At the Open Art Studio, in the Virginia R. Cvetko Patient Education & Support Center at Baylor Charles A. Sammons Cancer Center, patients, families and staff come together every day around art. “Having artistic talent has nothing to do with our studio”, says Ashley Jones, art therapist. “Some use art to work through emotions like fear, anger, frustration. Others find joy making things for themselves or others. There’s no agenda here and no pressure. It’s just a safe, happy place to be around people who understand and who encourage one another as they deal with difficult illness.” Susan Sayles, manager of Cvetko Center agrees. “Arts in Medicine deals with healing modalities that have nothing to do with medicine. We are more than a disease process, and this program seeks to help patients reconnect with that part of them that’s whole.”

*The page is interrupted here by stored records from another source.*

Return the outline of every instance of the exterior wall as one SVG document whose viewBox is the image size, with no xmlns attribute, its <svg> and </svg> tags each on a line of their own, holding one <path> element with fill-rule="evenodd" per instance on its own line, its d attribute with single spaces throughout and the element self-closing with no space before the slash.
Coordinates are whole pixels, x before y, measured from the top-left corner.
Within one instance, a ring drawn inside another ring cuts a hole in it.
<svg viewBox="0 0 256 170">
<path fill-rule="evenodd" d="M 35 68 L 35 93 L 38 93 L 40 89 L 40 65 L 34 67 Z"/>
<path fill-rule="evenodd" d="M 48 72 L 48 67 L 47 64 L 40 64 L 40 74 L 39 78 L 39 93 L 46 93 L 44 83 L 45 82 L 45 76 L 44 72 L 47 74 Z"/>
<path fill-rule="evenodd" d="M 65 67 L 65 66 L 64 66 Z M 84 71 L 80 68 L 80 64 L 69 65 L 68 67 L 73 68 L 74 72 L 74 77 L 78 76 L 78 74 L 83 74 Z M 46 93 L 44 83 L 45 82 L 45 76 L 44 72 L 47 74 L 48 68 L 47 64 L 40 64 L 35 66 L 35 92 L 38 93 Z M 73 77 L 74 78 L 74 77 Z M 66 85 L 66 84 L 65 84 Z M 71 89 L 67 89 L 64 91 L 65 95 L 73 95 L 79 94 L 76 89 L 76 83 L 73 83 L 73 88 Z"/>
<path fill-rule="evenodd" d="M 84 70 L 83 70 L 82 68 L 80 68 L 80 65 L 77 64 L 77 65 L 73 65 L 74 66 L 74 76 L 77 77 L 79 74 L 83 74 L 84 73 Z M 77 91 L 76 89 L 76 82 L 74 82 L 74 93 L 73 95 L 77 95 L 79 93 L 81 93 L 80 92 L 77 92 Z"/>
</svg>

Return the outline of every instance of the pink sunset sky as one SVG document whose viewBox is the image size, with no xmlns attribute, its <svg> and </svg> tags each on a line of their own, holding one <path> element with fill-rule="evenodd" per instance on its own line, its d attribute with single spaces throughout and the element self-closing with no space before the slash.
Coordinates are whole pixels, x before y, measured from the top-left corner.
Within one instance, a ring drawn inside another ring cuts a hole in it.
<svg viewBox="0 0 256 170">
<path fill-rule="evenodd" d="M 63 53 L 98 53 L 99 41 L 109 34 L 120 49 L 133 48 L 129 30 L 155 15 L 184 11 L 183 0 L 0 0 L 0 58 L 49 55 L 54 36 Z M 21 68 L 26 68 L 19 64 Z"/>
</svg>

“I can’t think of a better way for Catherine to be remembered”, Janna said. “She always said she wanted to find a way to help others who were going through the stages of illness as she did, and this will be an ongoing way for her dream to come true.”

To honor Catherine’s life, the Open Art Studio has been formally named the Catherine Chastain Open Art Studio, a fitting tribute to a woman whose passion for art will continue through countless patients, families and caregivers who enter its doors.